This paper investigates robust beamforming for system-centric energy efficiency (EE) optimization in the vehicular integrated sensing and communication (ISAC) system, where the mobility of vehicles poses significant challenges to channel estimation. To obtain the optimal beamforming under channel uncertainty, we first formulate an optimization problem for maximizing the system EE under bounded channel estimation errors. Next, fractional programming and semidefinite relaxation (SDR) are utilized to relax the rank-1 constraints. We further use Schur complement and S-Procedure to transform Cramer-Rao bound (CRB) and channel estimation error constraints into convex forms, respectively. Based on the Lagrangian dual function and Karush-Kuhn-Tucker (KKT) conditions, it is proved that the optimal beamforming solution is rank-1. Finally, we present comprehensive simulation results to demonstrate two key findings: 1) the proposed algorithm exhibits a favorable convergence rate, and 2) the approach effectively mitigates the impact of channel estimation errors.
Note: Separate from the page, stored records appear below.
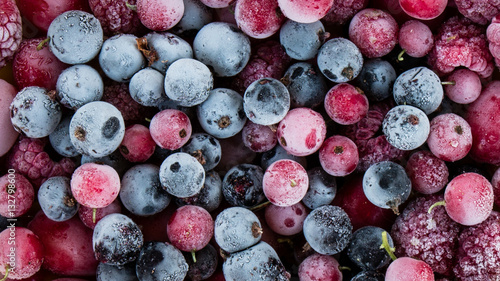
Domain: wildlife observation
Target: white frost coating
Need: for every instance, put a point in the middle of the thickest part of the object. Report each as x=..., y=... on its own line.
x=406, y=127
x=188, y=81
x=75, y=37
x=234, y=229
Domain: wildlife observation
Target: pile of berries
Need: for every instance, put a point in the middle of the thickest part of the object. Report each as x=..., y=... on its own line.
x=249, y=140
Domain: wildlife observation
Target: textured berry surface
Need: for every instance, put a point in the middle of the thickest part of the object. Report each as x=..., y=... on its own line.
x=431, y=237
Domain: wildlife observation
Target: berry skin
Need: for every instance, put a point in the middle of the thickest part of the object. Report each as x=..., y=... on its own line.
x=170, y=129
x=469, y=198
x=466, y=88
x=285, y=182
x=482, y=118
x=160, y=15
x=450, y=137
x=268, y=60
x=478, y=255
x=137, y=144
x=115, y=17
x=431, y=237
x=339, y=156
x=411, y=269
x=374, y=31
x=301, y=132
x=33, y=67
x=11, y=29
x=29, y=158
x=428, y=174
x=95, y=185
x=459, y=42
x=346, y=104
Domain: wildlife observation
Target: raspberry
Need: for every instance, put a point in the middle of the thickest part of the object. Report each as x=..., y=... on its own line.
x=270, y=60
x=11, y=30
x=118, y=95
x=479, y=11
x=432, y=237
x=372, y=146
x=460, y=42
x=478, y=255
x=115, y=16
x=342, y=11
x=29, y=158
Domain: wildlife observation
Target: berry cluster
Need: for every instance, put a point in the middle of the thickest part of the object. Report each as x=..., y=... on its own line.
x=249, y=140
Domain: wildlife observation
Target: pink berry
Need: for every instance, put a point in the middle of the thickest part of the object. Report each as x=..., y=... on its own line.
x=320, y=267
x=469, y=198
x=86, y=214
x=11, y=30
x=338, y=156
x=450, y=137
x=466, y=86
x=190, y=228
x=412, y=270
x=258, y=18
x=137, y=144
x=346, y=104
x=301, y=132
x=428, y=174
x=374, y=31
x=305, y=11
x=415, y=38
x=285, y=182
x=68, y=245
x=482, y=116
x=95, y=185
x=16, y=195
x=9, y=135
x=423, y=9
x=33, y=67
x=258, y=138
x=170, y=128
x=21, y=253
x=160, y=15
x=286, y=220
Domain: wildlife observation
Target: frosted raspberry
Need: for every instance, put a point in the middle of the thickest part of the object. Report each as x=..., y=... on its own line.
x=118, y=95
x=29, y=158
x=479, y=11
x=460, y=42
x=432, y=237
x=478, y=255
x=115, y=16
x=270, y=60
x=343, y=10
x=10, y=30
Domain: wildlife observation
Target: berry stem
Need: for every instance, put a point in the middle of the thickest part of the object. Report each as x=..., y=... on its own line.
x=7, y=270
x=400, y=55
x=385, y=245
x=439, y=203
x=42, y=43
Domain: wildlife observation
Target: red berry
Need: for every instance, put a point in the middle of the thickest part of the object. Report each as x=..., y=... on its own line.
x=137, y=144
x=285, y=182
x=339, y=156
x=301, y=132
x=374, y=31
x=170, y=129
x=346, y=104
x=469, y=198
x=95, y=185
x=190, y=228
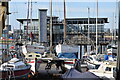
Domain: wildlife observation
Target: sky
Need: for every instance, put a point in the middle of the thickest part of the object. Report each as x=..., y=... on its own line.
x=74, y=9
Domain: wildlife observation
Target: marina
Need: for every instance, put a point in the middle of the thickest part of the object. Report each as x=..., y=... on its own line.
x=54, y=47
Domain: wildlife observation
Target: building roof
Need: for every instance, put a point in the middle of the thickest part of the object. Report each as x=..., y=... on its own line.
x=75, y=20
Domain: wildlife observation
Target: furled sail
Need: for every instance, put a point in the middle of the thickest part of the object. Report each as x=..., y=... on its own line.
x=2, y=18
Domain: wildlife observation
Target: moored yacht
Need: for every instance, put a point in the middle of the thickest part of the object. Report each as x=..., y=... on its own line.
x=14, y=69
x=105, y=70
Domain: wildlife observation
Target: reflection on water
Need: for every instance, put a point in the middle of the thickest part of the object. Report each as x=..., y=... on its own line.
x=4, y=47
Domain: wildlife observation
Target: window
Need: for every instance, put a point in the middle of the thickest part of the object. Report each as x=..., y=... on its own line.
x=30, y=56
x=108, y=69
x=37, y=55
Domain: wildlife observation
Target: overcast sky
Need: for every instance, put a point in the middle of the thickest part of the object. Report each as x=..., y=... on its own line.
x=74, y=8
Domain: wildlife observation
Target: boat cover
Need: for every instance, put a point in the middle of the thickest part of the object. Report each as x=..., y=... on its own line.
x=73, y=74
x=67, y=55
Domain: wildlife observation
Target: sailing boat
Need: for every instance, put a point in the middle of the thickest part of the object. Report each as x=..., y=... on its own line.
x=14, y=67
x=33, y=52
x=68, y=53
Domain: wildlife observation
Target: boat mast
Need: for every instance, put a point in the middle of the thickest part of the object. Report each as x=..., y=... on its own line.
x=31, y=35
x=118, y=54
x=88, y=24
x=64, y=23
x=96, y=27
x=27, y=18
x=50, y=27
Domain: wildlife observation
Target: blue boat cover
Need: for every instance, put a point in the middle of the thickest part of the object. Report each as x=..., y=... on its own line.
x=73, y=74
x=67, y=55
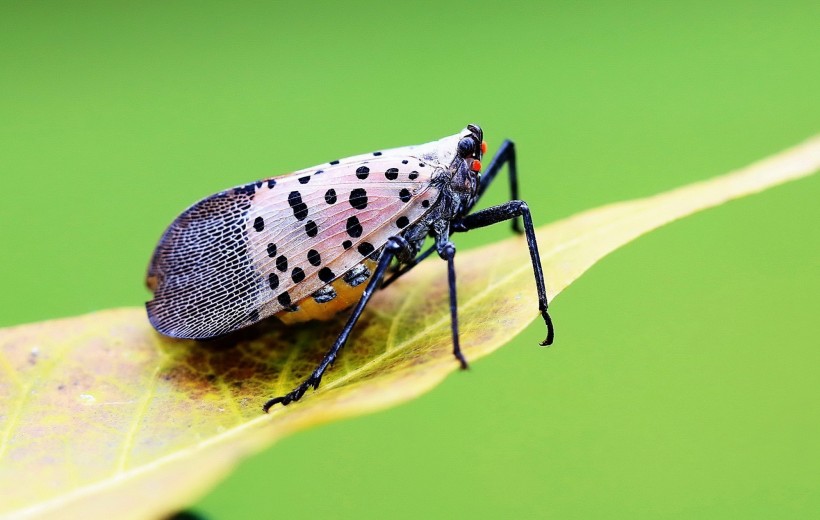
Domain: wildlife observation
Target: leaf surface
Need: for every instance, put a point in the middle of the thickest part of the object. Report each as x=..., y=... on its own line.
x=100, y=414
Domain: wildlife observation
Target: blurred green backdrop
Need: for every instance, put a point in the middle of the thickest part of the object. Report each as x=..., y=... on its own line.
x=684, y=381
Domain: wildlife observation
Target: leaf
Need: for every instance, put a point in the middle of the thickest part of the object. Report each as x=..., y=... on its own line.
x=99, y=414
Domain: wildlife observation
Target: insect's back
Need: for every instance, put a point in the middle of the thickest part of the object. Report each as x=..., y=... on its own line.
x=258, y=250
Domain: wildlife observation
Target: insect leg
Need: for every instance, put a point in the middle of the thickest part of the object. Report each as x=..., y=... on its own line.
x=393, y=246
x=507, y=211
x=504, y=155
x=447, y=251
x=406, y=267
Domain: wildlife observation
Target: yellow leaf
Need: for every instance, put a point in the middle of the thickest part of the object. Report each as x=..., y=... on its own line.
x=99, y=415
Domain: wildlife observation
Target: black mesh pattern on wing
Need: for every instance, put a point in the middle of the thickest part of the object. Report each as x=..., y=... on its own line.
x=205, y=284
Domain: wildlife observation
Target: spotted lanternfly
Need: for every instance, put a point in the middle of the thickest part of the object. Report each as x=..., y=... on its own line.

翻译：本文研究了车辆集成感知与通信系统中以系统为中心的能效鲁棒波束赋形问题，其中车辆移动性对信道估计提出了显著挑战。为在信道不确定性条件下获得最优波束赋形，我们首先构建了一个在信道估计误差有界约束下最大化系统能效的优化问题。随后，利用分式规划与半定松弛松弛了秩1约束，并通过Schur补与S-Procedure分别将克拉美-罗界与信道估计误差约束转化为凸形式。基于拉格朗日对偶函数与Karush-Kuhn-Tucker条件，证明了最优波束赋形解满足秩1性质。最后，综合仿真结果揭示两个关键发现：1) 所提算法具有优异的收敛速度；2) 该方法能有效抑制信道估计误差的影响。